I only run the kernel on GPU with 1 thread.

Before running the kernel, atomicBuffer[0] is initialized to 1.

Result:

MY_ADD_VALUE=1, MY_INNER_LOOP=1-->atomicBuffer[0]=7 (it seems to be 1+1*6)

MY_ADD_VALUE=1, MY_INNER_LOOP=2-->atomicBuffer[0]=13 (it seems to be 7+1*6)

MY_ADD_VALUE=1, MY_INNER_LOOP=3-->atomicBuffer[0]=19 (it seems to be 13+1*6)

MY_ADD_VALUE=2, MY_INNER_LOOP=1-->atomicBuffer[0]=13 (it seems to be 1+2*6)

MY_ADD_VALUE=2, MY_INNER_LOOP=2-->atomicBuffer[0]=25 (it seems to be 13+2*6)

It seems that atomic_fetch_add does (atom_variable+MY_ADD_VALUE*6), not (atom_variable+MY_ADD_VALUE).

Is it a known issue? Or is my test somewhere wrong?
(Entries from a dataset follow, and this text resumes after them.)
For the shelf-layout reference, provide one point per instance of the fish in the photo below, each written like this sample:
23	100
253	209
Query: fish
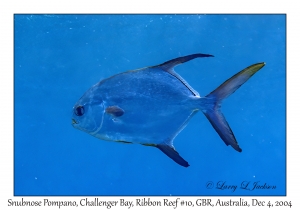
152	105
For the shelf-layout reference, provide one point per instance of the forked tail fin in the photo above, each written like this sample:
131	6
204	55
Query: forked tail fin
214	100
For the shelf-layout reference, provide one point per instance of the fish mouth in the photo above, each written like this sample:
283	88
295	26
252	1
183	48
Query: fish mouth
74	122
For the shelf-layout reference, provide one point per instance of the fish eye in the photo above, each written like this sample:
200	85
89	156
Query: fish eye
79	110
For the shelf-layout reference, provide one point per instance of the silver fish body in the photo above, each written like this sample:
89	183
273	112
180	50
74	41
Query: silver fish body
150	106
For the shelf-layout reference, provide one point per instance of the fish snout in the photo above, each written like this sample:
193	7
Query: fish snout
74	122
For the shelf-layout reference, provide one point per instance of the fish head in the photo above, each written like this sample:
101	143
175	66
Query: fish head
88	112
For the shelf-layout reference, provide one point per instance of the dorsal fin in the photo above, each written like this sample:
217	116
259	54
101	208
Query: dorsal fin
169	65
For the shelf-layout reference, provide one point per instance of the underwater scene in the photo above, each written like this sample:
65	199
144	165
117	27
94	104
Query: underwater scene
203	112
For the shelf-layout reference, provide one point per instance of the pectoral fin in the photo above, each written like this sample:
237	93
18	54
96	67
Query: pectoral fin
115	111
173	154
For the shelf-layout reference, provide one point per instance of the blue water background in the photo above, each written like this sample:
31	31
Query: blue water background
58	57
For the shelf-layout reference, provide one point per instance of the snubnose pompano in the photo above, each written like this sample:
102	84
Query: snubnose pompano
150	106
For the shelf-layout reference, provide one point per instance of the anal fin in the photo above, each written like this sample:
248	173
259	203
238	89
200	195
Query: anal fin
173	154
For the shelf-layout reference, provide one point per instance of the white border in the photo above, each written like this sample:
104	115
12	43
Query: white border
8	8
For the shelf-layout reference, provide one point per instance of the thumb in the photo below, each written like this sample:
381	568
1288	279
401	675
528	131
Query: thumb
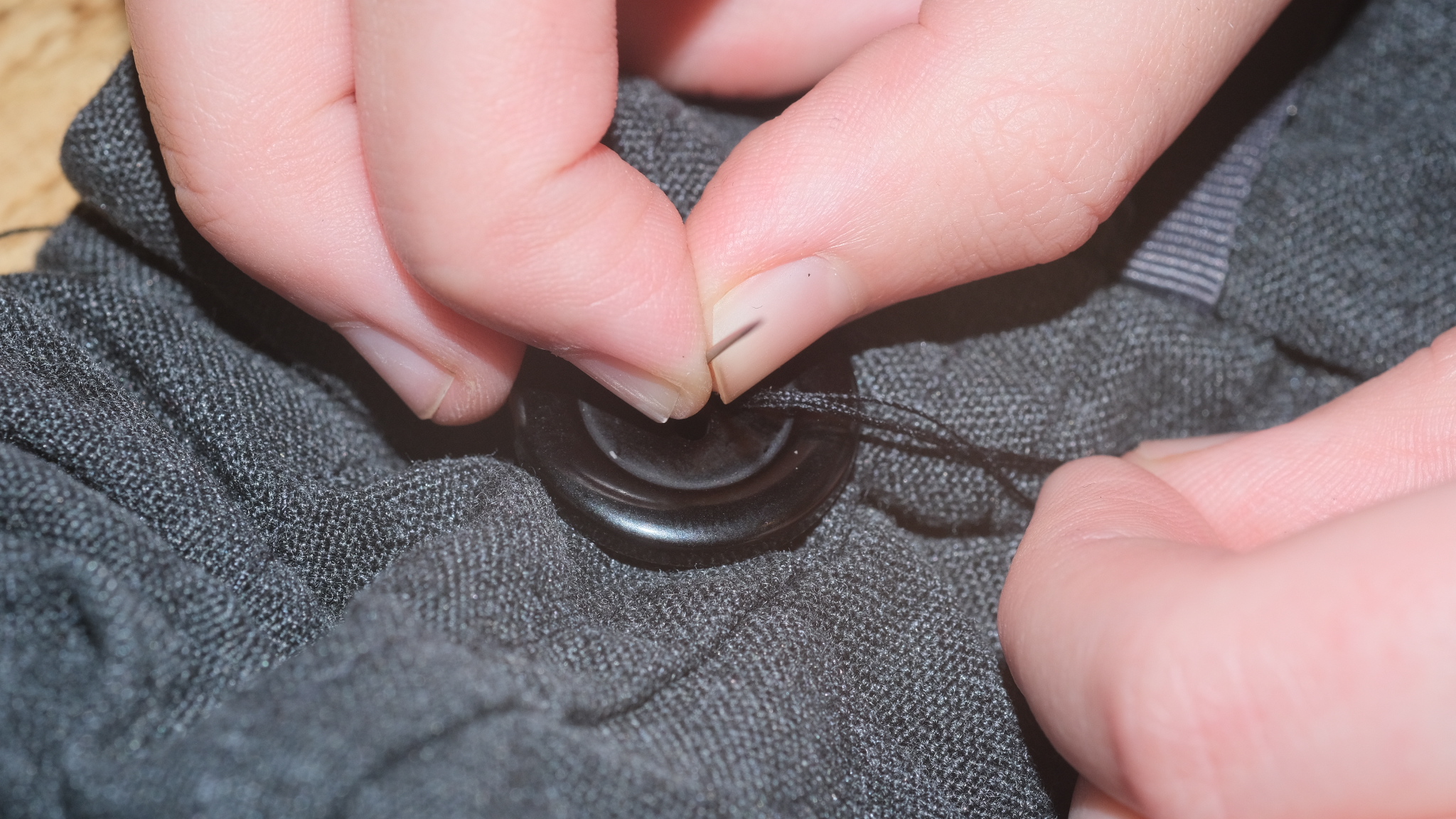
985	137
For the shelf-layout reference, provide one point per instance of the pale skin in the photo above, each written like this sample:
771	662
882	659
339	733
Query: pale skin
427	177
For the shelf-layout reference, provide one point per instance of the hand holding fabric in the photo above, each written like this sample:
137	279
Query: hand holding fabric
1254	626
427	177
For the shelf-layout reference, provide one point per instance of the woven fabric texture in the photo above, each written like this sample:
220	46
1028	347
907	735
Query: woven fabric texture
239	579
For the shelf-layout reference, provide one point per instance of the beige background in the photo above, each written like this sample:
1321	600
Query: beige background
54	54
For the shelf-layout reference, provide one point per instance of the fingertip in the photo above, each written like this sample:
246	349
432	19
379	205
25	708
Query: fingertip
1089	802
775	315
447	381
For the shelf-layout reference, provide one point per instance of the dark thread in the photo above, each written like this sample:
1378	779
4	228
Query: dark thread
939	439
26	229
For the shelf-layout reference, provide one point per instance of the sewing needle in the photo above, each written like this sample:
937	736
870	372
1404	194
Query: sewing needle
733	338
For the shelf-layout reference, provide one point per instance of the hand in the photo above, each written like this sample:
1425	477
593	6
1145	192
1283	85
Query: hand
427	177
986	136
1256	626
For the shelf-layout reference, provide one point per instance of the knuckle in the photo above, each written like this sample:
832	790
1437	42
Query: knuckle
1178	717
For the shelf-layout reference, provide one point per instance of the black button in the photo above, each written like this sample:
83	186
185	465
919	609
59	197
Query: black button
718	487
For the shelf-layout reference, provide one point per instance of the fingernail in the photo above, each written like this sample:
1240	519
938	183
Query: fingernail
651	395
1168	448
794	305
417	379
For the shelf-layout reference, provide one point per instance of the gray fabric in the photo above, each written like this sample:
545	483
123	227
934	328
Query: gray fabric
1189	251
1332	258
239	579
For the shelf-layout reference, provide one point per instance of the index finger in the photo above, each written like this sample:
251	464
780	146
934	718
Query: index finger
481	129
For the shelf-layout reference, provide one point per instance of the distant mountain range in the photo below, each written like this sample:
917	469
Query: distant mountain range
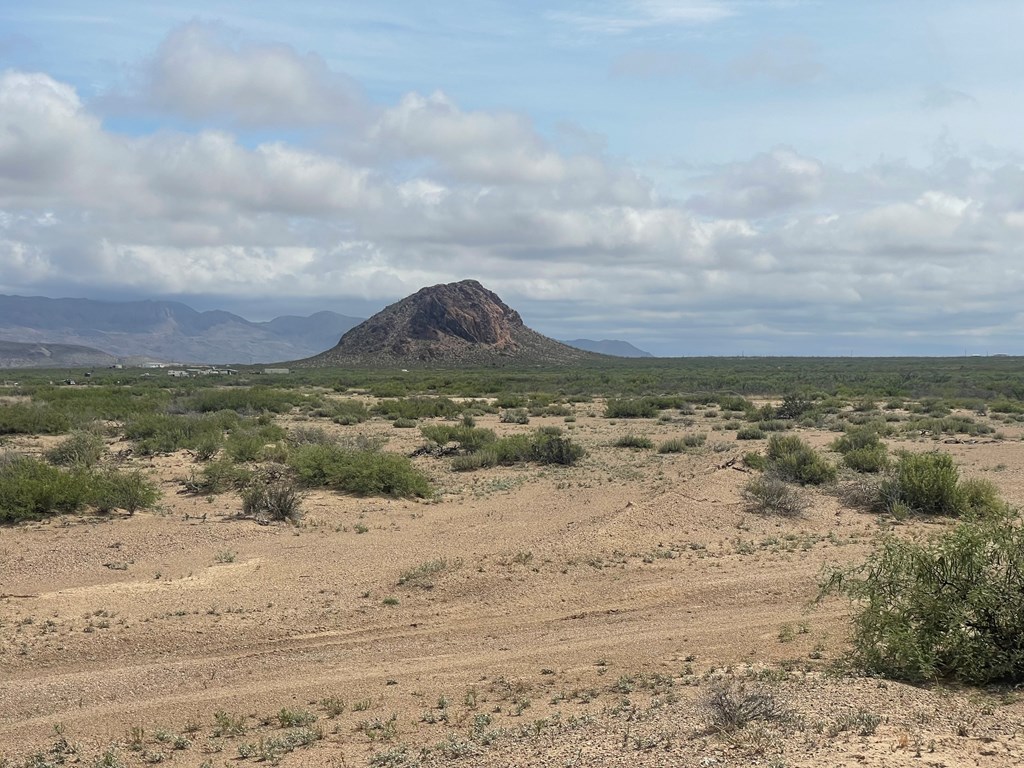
608	346
55	333
16	354
166	330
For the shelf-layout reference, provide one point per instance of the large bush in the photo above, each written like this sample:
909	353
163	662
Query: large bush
360	472
31	489
929	483
792	459
951	606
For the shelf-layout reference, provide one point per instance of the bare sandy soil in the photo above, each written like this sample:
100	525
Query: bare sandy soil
560	616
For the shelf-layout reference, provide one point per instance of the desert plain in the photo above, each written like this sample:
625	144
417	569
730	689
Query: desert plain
522	615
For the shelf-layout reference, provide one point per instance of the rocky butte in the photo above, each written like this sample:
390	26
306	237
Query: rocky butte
457	324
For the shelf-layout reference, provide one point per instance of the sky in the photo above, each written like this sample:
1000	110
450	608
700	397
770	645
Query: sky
724	177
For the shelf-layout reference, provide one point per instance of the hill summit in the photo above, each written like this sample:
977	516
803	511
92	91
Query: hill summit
454	324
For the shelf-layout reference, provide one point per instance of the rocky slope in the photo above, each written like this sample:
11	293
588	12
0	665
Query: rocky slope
614	347
454	324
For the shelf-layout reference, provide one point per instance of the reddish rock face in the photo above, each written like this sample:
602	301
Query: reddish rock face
466	310
455	323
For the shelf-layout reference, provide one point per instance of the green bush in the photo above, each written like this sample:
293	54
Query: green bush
31	489
634	441
272	499
631	409
515	416
78	450
767	495
868	459
19	418
467	438
793	459
359	472
947	607
130	491
540	448
927	483
674	445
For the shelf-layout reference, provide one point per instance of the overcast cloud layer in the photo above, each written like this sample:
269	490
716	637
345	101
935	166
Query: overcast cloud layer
697	177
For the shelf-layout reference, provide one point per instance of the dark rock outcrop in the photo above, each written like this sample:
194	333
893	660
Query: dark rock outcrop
454	324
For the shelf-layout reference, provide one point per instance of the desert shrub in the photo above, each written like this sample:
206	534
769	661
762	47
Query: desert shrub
948	607
868	459
631	409
359	472
735	402
19	418
515	416
419	408
767	495
730	706
218	476
165	433
78	450
793	459
467	438
927	483
243	400
244	445
856	438
540	448
130	491
272	499
471	462
31	488
346	413
309	436
794	406
634	441
756	460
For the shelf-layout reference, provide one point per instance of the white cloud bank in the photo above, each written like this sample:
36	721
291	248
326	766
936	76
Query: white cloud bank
779	253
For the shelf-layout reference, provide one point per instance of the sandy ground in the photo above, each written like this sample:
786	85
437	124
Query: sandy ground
577	616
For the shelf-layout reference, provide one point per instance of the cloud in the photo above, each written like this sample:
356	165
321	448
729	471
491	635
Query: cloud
199	73
769	183
779	246
787	60
636	15
941	97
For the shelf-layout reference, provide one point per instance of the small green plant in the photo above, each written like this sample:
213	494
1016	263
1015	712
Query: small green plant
78	450
770	496
515	416
793	459
634	441
674	445
929	483
274	499
950	606
422	576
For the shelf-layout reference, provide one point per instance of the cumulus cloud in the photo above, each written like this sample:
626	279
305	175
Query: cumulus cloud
200	74
779	245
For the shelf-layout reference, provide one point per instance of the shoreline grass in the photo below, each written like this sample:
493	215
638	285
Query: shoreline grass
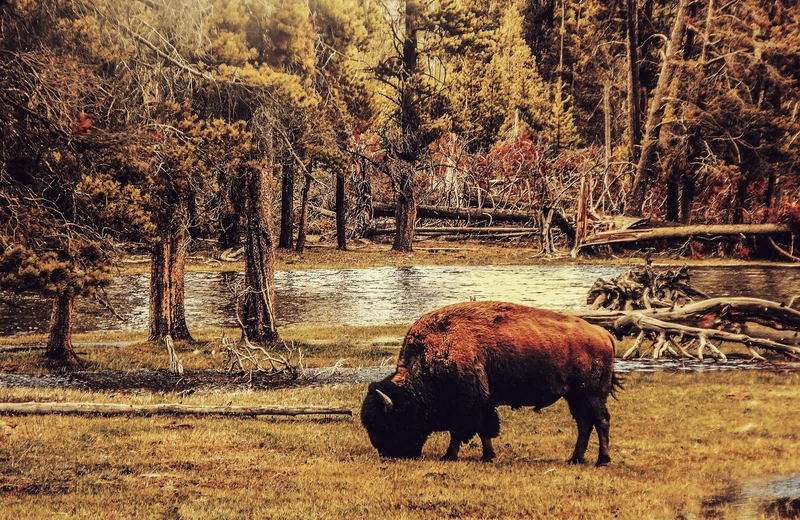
683	446
363	254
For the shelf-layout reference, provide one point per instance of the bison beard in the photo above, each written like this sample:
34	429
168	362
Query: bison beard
459	363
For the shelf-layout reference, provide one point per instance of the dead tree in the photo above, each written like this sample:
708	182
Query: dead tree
751	322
Robert_I_Intel · ‎04-28-2015

Hi Laura,

1. Could you please provide a small reproducer program where you see this behavior?

2. Could you please also update the driver 10.18.10.4170?

Robert_I_Intel · ‎04-28-2015

Hi Laura,

You said: "I only run the kernel on GPU with 1 thread. " - Do you mean that you enqueue that kernel with the global NDRange of 1?

Thanks!

laura_t_ · ‎04-28-2015

clEnqueueNDRangeKernel(
           commandQueue,
           atomic_test_kernel,
           1,
           NULL,
           &global_threads,
           &local_threads,
           0,
           NULL,
           &ndrEvt);

By "I only run the kernel on GPU with 1 thread. ", I mean work_dim=1, global_threads=1, local_threads=1.

Robert_I_Intel · ‎05-01-2015

Hi Laura,

Could you please attach a complete buildable sample, so I can try it out and reproduce the issue?

Thanks!